[net.philosophy] Life as a basis for good vs evil

mambo@mhuxt.UUCP (06/21/83)

>	Without human life, there can be no good or evil - because there
>	would be no one to judge actions or events, and no humans to
>	be effected by them.

Now wait just a minute. How can it be said that good and evil don't exist
without people defining them? Isn't that like saying, "If a tree falls in
the forest, but nobody is there to hear it fall, it didn't make a noise"?

What if humans detonated a weapon that destroyed all human life on this
planet? Is that weapon evil before it goes off, and not necessarily evil
after it goes off?

And what if there exists some hypothetical life form that may be more
advanced intellectually or emotionally than human beings? Would something
that harms that life form but gives a great deal of satisfaction to ALL
humans be good? Something fundamental seems to be missing in that initial
premise.

Fred Richards
..mhuxt!mambo

rh@mit-eddi.UUCP (Randy Haskins) (06/26/83)

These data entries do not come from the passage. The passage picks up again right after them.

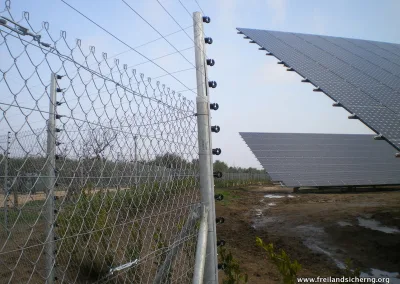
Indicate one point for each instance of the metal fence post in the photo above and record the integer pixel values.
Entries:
(51, 167)
(6, 191)
(205, 161)
(198, 274)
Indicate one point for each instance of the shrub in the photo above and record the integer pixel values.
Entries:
(287, 268)
(233, 274)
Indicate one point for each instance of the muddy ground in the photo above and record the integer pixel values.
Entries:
(320, 230)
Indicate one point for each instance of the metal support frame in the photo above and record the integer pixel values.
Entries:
(205, 159)
(51, 167)
(6, 189)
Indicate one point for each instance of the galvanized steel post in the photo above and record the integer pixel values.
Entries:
(6, 183)
(205, 160)
(51, 167)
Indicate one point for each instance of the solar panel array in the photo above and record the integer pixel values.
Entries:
(361, 76)
(298, 159)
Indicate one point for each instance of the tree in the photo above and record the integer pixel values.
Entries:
(170, 160)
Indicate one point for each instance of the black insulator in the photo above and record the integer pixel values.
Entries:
(206, 19)
(212, 84)
(218, 197)
(220, 220)
(210, 62)
(221, 266)
(215, 128)
(217, 151)
(217, 174)
(214, 106)
(220, 243)
(353, 116)
(208, 40)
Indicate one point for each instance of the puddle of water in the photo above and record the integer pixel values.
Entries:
(376, 273)
(264, 221)
(344, 223)
(377, 226)
(310, 230)
(273, 196)
(278, 196)
(317, 248)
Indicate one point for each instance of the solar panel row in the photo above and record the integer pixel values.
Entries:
(298, 159)
(363, 76)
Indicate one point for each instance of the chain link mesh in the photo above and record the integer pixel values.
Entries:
(125, 195)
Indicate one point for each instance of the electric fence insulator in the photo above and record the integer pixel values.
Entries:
(210, 62)
(217, 174)
(221, 266)
(208, 40)
(206, 19)
(214, 106)
(220, 220)
(215, 128)
(218, 197)
(220, 243)
(212, 84)
(217, 151)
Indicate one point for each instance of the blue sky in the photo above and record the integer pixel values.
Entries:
(254, 93)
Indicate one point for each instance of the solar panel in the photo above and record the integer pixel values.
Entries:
(303, 159)
(361, 76)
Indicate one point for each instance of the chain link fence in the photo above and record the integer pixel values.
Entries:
(99, 166)
(242, 179)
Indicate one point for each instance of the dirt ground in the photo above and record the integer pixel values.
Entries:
(320, 230)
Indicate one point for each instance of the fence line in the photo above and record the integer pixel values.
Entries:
(100, 166)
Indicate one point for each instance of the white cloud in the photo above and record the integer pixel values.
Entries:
(278, 8)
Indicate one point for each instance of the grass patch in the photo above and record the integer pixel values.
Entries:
(229, 195)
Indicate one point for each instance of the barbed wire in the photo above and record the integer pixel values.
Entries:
(124, 43)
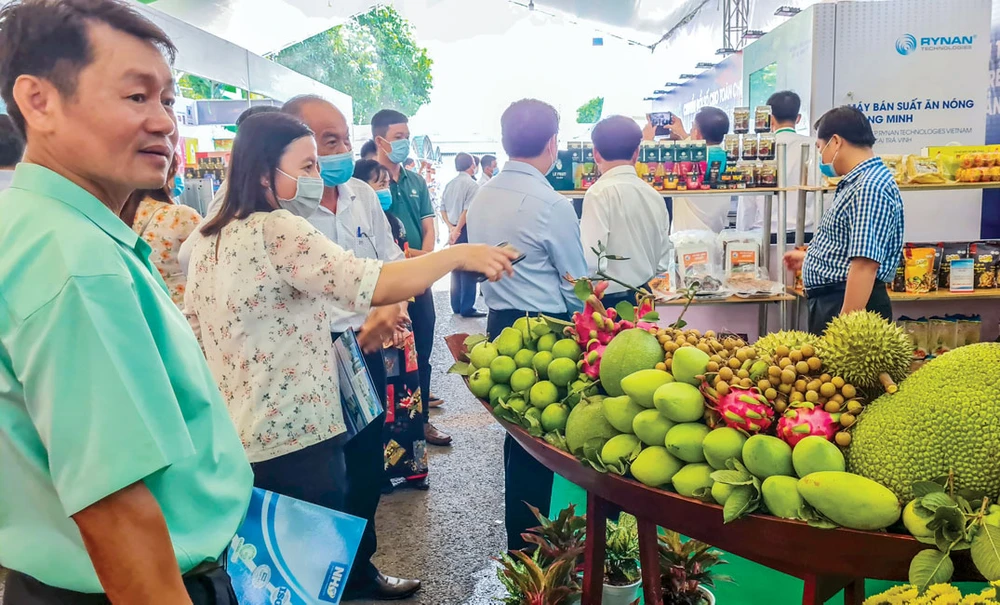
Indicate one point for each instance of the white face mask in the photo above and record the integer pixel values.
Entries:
(308, 195)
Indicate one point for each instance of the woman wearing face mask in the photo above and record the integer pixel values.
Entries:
(856, 250)
(260, 283)
(164, 225)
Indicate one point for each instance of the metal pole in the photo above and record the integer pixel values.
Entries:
(782, 155)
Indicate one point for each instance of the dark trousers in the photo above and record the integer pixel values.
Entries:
(210, 588)
(423, 318)
(463, 285)
(825, 303)
(527, 480)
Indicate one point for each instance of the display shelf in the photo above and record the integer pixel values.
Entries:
(945, 295)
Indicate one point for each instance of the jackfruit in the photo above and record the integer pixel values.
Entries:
(945, 417)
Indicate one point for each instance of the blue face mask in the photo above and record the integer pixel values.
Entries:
(400, 150)
(336, 169)
(827, 169)
(384, 198)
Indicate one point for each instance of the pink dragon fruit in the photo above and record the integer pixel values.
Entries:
(742, 409)
(797, 423)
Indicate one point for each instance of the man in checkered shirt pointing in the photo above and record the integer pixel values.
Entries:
(860, 239)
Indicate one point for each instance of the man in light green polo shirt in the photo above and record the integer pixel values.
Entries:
(120, 468)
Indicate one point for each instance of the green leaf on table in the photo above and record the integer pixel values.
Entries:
(625, 310)
(986, 552)
(462, 368)
(923, 488)
(930, 567)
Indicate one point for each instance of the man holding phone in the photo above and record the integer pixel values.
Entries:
(520, 207)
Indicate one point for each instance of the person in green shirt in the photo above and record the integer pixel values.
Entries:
(411, 204)
(121, 472)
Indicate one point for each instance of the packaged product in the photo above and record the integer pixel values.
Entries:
(765, 146)
(731, 143)
(986, 257)
(950, 251)
(924, 171)
(749, 147)
(916, 329)
(943, 335)
(698, 259)
(741, 120)
(762, 119)
(919, 269)
(896, 166)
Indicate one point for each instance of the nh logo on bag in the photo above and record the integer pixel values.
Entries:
(334, 582)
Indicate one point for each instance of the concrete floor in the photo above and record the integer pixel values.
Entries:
(446, 535)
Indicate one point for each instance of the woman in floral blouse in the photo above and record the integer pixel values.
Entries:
(260, 283)
(165, 226)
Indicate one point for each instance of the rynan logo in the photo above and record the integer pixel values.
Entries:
(906, 44)
(333, 584)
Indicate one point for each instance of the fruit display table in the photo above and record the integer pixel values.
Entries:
(827, 560)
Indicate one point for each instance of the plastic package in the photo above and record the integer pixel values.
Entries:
(699, 259)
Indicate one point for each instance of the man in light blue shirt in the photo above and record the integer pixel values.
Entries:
(520, 207)
(350, 215)
(455, 201)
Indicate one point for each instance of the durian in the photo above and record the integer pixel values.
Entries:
(866, 350)
(767, 344)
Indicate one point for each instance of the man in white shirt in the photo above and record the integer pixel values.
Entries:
(785, 116)
(11, 150)
(490, 168)
(623, 212)
(455, 201)
(706, 212)
(350, 215)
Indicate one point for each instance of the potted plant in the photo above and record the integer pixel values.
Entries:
(622, 576)
(686, 570)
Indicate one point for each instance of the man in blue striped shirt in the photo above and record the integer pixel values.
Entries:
(860, 239)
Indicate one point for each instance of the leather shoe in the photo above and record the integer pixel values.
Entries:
(384, 588)
(434, 436)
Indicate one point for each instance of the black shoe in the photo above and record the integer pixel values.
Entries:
(384, 588)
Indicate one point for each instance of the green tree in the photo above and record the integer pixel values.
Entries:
(373, 57)
(590, 112)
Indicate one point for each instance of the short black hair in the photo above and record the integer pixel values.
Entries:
(785, 106)
(527, 126)
(713, 124)
(849, 123)
(382, 120)
(369, 149)
(463, 161)
(616, 138)
(50, 39)
(11, 143)
(257, 150)
(369, 170)
(255, 110)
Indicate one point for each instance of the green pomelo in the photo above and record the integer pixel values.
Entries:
(679, 402)
(722, 444)
(641, 385)
(688, 364)
(685, 441)
(618, 447)
(654, 466)
(850, 500)
(814, 454)
(765, 456)
(628, 352)
(587, 422)
(501, 368)
(692, 478)
(620, 412)
(483, 354)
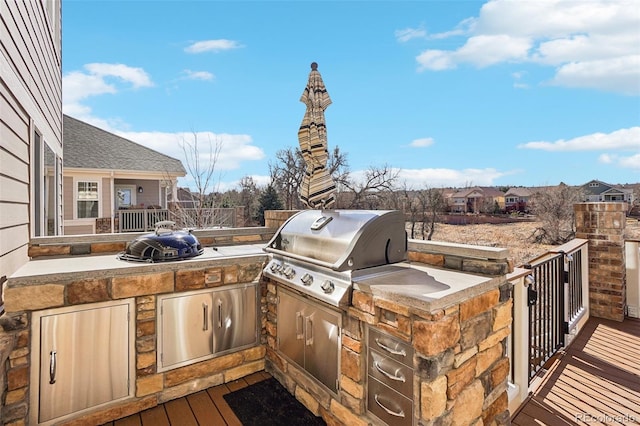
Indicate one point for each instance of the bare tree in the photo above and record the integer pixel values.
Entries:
(249, 194)
(554, 208)
(286, 173)
(372, 190)
(432, 203)
(201, 159)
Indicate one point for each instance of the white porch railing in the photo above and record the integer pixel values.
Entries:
(205, 218)
(141, 220)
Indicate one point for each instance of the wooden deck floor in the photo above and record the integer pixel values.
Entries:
(206, 407)
(595, 381)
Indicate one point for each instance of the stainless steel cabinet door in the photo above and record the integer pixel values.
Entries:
(309, 335)
(187, 329)
(291, 327)
(234, 318)
(84, 360)
(321, 346)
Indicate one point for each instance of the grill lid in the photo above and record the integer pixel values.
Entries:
(343, 239)
(163, 245)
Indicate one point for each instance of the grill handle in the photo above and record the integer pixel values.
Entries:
(205, 317)
(299, 326)
(389, 349)
(309, 329)
(52, 367)
(388, 411)
(397, 377)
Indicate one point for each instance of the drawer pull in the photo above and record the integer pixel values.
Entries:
(399, 413)
(390, 350)
(396, 377)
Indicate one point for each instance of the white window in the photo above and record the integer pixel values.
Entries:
(87, 199)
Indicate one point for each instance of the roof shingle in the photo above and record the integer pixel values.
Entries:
(88, 147)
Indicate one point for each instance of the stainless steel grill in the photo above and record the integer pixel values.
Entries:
(317, 252)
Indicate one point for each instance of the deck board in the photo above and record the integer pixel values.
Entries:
(204, 410)
(217, 395)
(180, 413)
(596, 379)
(155, 416)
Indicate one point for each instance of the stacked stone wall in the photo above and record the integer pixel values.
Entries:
(460, 364)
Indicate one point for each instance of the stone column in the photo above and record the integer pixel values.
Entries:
(603, 225)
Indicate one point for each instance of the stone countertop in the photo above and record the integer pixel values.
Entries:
(48, 270)
(424, 287)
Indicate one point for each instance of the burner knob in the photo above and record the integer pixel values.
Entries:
(327, 287)
(289, 272)
(307, 279)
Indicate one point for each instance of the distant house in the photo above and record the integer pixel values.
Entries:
(517, 199)
(477, 200)
(596, 191)
(105, 173)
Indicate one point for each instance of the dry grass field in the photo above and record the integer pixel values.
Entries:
(514, 236)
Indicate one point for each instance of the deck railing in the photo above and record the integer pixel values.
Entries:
(550, 305)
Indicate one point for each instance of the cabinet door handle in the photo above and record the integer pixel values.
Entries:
(396, 377)
(390, 350)
(309, 331)
(52, 367)
(399, 413)
(299, 326)
(205, 317)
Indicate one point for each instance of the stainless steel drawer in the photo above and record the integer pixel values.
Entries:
(390, 372)
(394, 348)
(388, 405)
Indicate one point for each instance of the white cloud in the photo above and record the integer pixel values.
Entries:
(234, 149)
(607, 158)
(439, 178)
(136, 76)
(409, 34)
(212, 46)
(621, 75)
(632, 162)
(422, 143)
(199, 75)
(591, 44)
(623, 139)
(98, 79)
(436, 60)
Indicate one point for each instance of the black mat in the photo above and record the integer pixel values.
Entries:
(269, 403)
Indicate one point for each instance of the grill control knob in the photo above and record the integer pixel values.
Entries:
(289, 272)
(307, 279)
(275, 267)
(328, 287)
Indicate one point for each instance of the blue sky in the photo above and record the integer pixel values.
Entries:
(452, 93)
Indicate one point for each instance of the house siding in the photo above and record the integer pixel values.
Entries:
(105, 198)
(30, 101)
(67, 201)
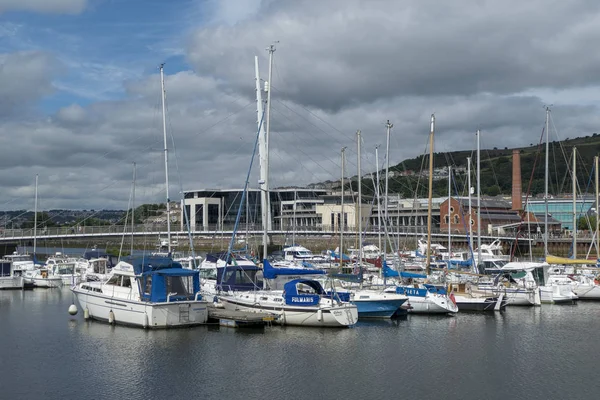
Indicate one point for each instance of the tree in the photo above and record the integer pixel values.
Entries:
(493, 190)
(587, 223)
(43, 219)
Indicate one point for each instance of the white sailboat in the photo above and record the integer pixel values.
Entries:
(8, 279)
(422, 298)
(40, 277)
(148, 292)
(302, 302)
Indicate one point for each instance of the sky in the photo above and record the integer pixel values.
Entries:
(80, 98)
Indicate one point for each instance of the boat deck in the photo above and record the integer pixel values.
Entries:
(239, 319)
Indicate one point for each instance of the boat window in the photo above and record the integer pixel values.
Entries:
(208, 273)
(65, 269)
(114, 280)
(178, 284)
(148, 285)
(5, 269)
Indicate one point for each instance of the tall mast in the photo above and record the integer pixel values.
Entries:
(478, 197)
(597, 211)
(546, 184)
(427, 254)
(341, 252)
(271, 50)
(388, 127)
(262, 145)
(574, 202)
(294, 225)
(35, 217)
(470, 211)
(449, 215)
(132, 208)
(162, 90)
(378, 199)
(359, 204)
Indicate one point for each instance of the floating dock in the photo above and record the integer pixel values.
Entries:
(239, 319)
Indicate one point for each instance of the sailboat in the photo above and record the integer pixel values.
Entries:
(148, 292)
(466, 294)
(42, 276)
(584, 286)
(422, 297)
(301, 301)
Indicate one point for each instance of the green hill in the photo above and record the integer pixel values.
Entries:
(496, 170)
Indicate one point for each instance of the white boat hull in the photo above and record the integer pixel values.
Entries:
(337, 316)
(142, 314)
(50, 282)
(556, 294)
(589, 292)
(11, 282)
(522, 297)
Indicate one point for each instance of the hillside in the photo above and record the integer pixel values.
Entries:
(496, 170)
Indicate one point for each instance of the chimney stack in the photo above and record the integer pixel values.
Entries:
(517, 195)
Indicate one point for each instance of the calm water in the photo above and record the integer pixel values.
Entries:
(525, 353)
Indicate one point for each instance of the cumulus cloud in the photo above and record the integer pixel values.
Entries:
(44, 6)
(24, 77)
(340, 66)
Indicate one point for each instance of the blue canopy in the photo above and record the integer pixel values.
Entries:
(177, 272)
(143, 264)
(461, 263)
(95, 254)
(293, 297)
(390, 273)
(270, 272)
(345, 257)
(238, 277)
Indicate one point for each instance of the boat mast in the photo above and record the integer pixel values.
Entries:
(546, 184)
(429, 204)
(388, 127)
(378, 199)
(294, 223)
(35, 217)
(449, 215)
(132, 208)
(470, 211)
(574, 202)
(162, 89)
(597, 211)
(262, 146)
(271, 50)
(341, 250)
(478, 197)
(359, 205)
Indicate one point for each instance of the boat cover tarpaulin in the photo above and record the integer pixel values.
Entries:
(270, 272)
(569, 261)
(390, 273)
(293, 297)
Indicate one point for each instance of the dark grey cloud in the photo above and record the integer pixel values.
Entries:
(338, 53)
(25, 77)
(340, 66)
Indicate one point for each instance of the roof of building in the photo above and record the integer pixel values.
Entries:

On the presumption of life as a basis for deciding EVIL:

In Heinlein's "Stranger in a Strange Land," Mike (the
human raised on Mars (yes, he was raised, not reared))
tells his friends on earth of 'the fifth planet' that
used to be where the asteroids are.  The Martians
came to know the people of the planet, and grokked them,
and thought they were a thing of beauty.  And after a
very long period of time (Martians take a very, very long
time to make decisions.  That's why earth was safe.),
the Martians destroyed the planet, and that, too, was a
thing of beauty.  Mike said that this would never happen
on Earth, because the humans would learn to grok and 
would be able to prevent it long before the Martians
would get around to deciding to destroy Earth.  Also,
grass 'likes to be stepped on.'  Also, not all societies
are based on our presumption that killing is bad.  So,
evil is maybe in the eye of the beholder.  The Martians
didn't think destroying the fifth planet was evil.